Wednesday, November 22, 2017

Net neutrality? (english version)


Internet regulation as a public service has returned to the fore, but it does not seem that the current state undergoes modifications; it is a tension between two modes of economy, with their respective principles, and one does not manage to overcome the other. The problem would be in the popularity of the service, that drives the new economy, of electronic base but equally determined by the consumption; so that regulation of the service as private rather than public, would eliminate a large sector of consumers. That explains that conglomerates that depend on this consumption base, such as Google or Amazon, fight the treatment of the service as strictly private; since that would grant greater authority to direct suppliers, and decrease the public, discriminating with the escalation of prices.

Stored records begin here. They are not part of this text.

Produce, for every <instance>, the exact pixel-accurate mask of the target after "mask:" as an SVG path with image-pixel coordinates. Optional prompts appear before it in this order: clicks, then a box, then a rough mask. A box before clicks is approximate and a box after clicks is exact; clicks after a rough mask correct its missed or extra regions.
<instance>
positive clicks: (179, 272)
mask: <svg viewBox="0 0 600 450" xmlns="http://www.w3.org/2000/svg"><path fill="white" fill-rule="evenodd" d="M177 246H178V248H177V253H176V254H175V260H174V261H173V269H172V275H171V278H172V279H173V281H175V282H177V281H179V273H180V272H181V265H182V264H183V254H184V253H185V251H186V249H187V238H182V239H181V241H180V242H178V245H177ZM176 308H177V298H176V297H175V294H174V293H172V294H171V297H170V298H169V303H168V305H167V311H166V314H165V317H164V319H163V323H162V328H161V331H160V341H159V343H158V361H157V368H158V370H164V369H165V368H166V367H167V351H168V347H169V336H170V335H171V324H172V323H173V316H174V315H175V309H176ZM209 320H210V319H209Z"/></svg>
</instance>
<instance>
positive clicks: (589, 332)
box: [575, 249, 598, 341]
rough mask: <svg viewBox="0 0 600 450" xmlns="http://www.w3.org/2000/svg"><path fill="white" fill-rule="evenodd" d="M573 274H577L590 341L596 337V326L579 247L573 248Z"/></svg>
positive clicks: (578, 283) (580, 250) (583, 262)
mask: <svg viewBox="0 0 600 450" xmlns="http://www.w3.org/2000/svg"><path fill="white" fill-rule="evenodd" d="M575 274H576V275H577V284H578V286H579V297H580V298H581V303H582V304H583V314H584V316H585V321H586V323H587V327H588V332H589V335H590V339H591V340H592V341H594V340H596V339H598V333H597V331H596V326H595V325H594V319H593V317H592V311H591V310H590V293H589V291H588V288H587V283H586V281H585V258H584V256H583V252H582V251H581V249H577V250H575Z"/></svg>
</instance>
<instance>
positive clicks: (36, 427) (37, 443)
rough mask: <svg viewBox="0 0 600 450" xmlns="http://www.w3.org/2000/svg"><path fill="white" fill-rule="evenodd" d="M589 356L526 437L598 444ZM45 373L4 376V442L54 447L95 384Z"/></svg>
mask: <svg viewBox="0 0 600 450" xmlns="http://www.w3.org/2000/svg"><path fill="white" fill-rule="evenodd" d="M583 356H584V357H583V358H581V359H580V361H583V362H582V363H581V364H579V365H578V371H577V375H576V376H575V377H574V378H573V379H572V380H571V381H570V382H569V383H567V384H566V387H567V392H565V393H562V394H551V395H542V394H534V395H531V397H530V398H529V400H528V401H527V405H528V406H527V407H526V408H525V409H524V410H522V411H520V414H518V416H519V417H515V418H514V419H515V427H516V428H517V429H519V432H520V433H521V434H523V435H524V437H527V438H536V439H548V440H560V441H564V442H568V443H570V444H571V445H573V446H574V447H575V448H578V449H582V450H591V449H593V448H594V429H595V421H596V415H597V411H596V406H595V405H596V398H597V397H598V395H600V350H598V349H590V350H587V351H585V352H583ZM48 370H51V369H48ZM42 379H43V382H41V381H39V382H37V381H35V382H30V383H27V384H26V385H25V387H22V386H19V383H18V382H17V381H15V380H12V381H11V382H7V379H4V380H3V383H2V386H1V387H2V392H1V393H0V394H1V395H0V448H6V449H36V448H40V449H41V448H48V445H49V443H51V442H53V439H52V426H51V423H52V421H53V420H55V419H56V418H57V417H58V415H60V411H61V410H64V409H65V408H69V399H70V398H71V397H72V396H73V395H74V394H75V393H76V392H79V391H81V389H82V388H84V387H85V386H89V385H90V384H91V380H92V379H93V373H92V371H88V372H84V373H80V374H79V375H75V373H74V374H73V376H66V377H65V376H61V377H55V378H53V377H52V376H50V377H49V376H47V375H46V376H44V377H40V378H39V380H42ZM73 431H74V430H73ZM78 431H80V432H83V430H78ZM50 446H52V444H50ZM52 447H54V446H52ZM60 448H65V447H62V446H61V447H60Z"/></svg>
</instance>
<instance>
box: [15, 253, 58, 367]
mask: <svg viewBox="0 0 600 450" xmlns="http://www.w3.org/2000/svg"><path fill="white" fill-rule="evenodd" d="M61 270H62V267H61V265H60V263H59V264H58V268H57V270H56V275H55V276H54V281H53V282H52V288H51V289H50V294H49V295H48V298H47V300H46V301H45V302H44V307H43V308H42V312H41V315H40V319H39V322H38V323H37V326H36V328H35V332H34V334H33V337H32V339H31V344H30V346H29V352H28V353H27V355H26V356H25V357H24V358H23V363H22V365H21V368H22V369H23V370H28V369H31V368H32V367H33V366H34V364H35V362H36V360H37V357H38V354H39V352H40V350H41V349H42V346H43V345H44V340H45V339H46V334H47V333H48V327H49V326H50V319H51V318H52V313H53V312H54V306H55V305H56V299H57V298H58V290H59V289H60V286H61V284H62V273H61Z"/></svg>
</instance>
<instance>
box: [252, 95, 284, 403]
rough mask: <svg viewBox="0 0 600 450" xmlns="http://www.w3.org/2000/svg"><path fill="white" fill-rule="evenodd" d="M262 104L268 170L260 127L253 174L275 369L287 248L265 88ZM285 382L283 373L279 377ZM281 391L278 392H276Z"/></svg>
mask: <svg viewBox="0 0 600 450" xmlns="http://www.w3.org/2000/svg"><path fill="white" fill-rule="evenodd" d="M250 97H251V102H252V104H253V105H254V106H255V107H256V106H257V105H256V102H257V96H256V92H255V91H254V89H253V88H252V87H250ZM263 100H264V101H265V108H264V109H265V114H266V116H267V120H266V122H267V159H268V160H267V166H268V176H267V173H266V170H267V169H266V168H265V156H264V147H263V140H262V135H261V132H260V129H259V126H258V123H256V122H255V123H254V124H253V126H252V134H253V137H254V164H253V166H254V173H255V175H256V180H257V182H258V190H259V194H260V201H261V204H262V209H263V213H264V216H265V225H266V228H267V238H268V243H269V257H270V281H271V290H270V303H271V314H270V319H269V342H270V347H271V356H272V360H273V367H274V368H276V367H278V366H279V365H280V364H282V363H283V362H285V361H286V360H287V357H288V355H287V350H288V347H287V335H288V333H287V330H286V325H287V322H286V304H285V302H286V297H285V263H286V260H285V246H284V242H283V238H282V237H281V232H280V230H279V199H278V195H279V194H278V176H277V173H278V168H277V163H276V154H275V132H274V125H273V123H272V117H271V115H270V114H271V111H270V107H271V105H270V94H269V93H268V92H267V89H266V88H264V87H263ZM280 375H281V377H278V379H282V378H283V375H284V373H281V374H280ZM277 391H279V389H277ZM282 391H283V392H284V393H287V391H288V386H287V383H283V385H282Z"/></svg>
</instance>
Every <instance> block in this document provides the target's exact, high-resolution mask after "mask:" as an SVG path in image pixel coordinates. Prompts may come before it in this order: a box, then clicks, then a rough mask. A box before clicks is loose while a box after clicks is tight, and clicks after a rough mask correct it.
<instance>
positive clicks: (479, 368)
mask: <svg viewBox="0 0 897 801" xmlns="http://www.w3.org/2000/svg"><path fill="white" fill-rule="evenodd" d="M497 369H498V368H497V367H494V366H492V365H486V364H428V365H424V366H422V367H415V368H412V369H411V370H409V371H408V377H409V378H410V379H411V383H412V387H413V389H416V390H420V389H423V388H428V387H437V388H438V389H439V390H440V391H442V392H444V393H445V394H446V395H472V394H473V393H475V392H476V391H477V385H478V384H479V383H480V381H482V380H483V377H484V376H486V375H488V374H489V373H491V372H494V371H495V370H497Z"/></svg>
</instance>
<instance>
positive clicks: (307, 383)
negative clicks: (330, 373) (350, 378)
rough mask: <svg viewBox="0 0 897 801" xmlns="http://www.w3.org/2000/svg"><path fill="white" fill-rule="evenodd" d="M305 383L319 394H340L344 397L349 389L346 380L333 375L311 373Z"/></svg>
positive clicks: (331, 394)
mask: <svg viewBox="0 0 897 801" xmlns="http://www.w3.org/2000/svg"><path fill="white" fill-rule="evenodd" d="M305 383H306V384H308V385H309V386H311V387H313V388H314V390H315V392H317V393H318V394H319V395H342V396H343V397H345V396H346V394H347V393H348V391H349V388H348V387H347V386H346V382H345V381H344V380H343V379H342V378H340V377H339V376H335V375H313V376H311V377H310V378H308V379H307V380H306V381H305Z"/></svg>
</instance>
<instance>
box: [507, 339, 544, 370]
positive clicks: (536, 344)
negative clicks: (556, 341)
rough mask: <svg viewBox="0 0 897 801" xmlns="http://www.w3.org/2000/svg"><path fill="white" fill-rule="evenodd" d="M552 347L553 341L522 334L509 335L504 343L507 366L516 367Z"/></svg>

Curiously, the arguments here are above all moral, although they point to practical problems; as is the case for the access to information and consequently sprayed, which would be controllable by the various interests at stake, especially politicians. This argument is spurious, because the information has always been manipulated; and not only because of the dark government agencies that supposedly threaten all individual freedom —as if they held real power— but by the same private agencies that originate them, with their interpretation of the facts.
Of course, anyone who wants knows that the government only manages the interests of the elites who support them; and worse, that these are economic, extending their influence across the political spectrum, which is thus subordinated, no matter the discourse. In that sense, paradoxical as it may seem, the deregulation of the Internet would have a beneficial effect both politically and economically; since it would slow down the development, allowing the horizontal extension of the economic structures, now totally subordinated to the big conglomerates. Really, technological accessibility is only a fantasy bubble, which chains people to frantic consumption through the exaltation of the ego; which makes them weaker and manipulable at individual level, resulting in their greater subordination to immediate and mediocre interests such as the feeling of success.
Still, this natural (economic) restriction of media power would return to the press the initial preponderance in news moderation; that although not more reliable —it never was— would return to have a professional character, and probably more careful, given the experience that took her previous arrogance. In any case, none of this is likely to happen, because the weight of commercial conglomerates is stronger than that of the companies that supply the service; but with what this factor of the purchasing power is lost as an incorruptible regulator of social development, keeping us in the mediocrity of the sensation of success ... which is what makes the service so popular.